The sun fiercely beating down on the crowds in Brockwell Park saw lots of sweat and progressively fewer and fewer clothes worn by festival go-ers. The weather truly fell on the side of music that day, perfectly soundtracked by Squid and the off-kilter beats of their debut album Bright Green Field. It dawned on me that Wide Awake would be the first time many of us had heard new music from these bands live, making the day that more special.

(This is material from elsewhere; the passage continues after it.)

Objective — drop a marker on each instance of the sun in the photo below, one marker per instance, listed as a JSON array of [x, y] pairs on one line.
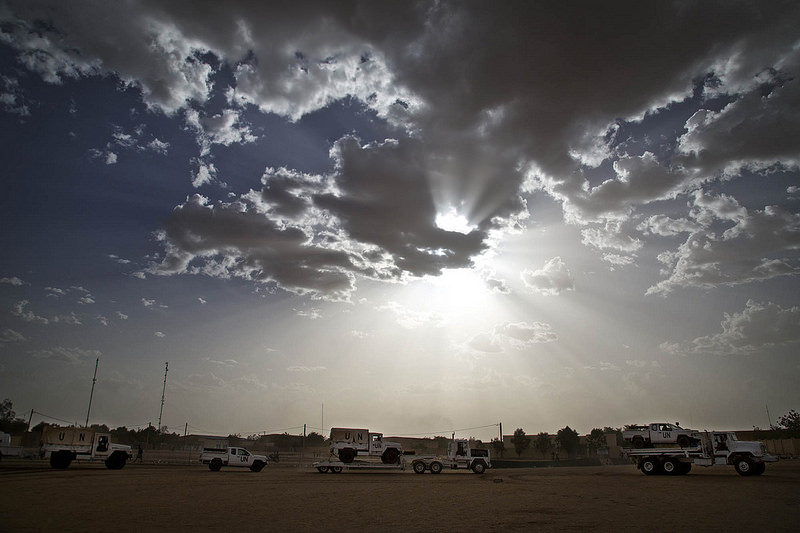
[[451, 220]]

After worming a route through crowds and past many a food truck, the sweet pop notes of Lynks pour out of the So Young stage (which was not much bigger than a teepee). After getting the entire crowd dancing, even the ones uncovered by the tent, Lynks brought out Charlie Steen of Shame to perform their single 'This Is The Hit' together, complete with Lynks’ dance troupe. Kikagaku Moyo were next up on the agenda, bringing totally chill vibes to the Bad Vibrations stage. Complete with a sitar that oddly didn't seem at all out of place, they brought a whole different and unexpected energy to the day. A total breath of fresh air.
As the sun began to set over the trees, Black Country, New Road graced The Windmill Stage as they have at the iconic Brixton venue so many times before. With a crowd stretching as far as the porta-loos, Black Country, New Road showed off a different side to them post- (debut, Mercury Award nominated) album release. It seemed as if most had been there to mosh to sunglasses but were instead treated to a more orchestral performance of the album tracks. Including a personal favorite named 'Basketball Shoes', that had previously been woven around a dream about Charlie XCX but at Wide Awake—and I'm sure every time from now—saw a regrettable change in lyrics.

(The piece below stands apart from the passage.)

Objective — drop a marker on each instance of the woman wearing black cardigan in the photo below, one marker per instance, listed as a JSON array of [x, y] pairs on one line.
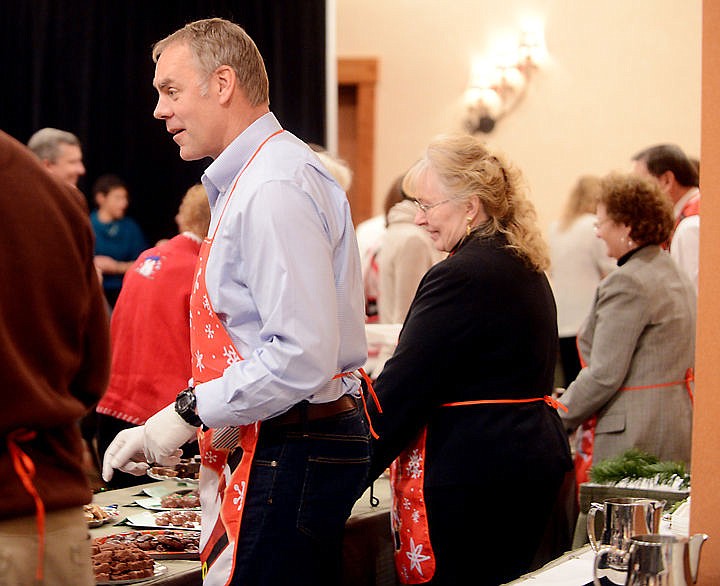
[[471, 379]]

After a walk up the hill into the sunshine, the deathly drawl of an instrumental Muder Capital tune seeped out of the MOTH Club tent. After starting as they meant to finish, frontman James McGovern ordered for a pit to be opened. The crowd happily obliged as the band beyond to give their hearts away in the form of ‘Don’t Cling To Life’. Alas, the monumental moment was stripped from the fans as the band was cut off for running overtime. After the band persevered with little luck, McGovern threw down the mic throwing and holding two fingers up at what seemed to be ‘the man’. He began to scream endearments and loving sentiments into the crowd before walking off stage. The crowd cohesively let out a sigh of disappointment after being left with no satisfaction.The tent cleared fast though, for there were many more acts to see before the day was to come to an end.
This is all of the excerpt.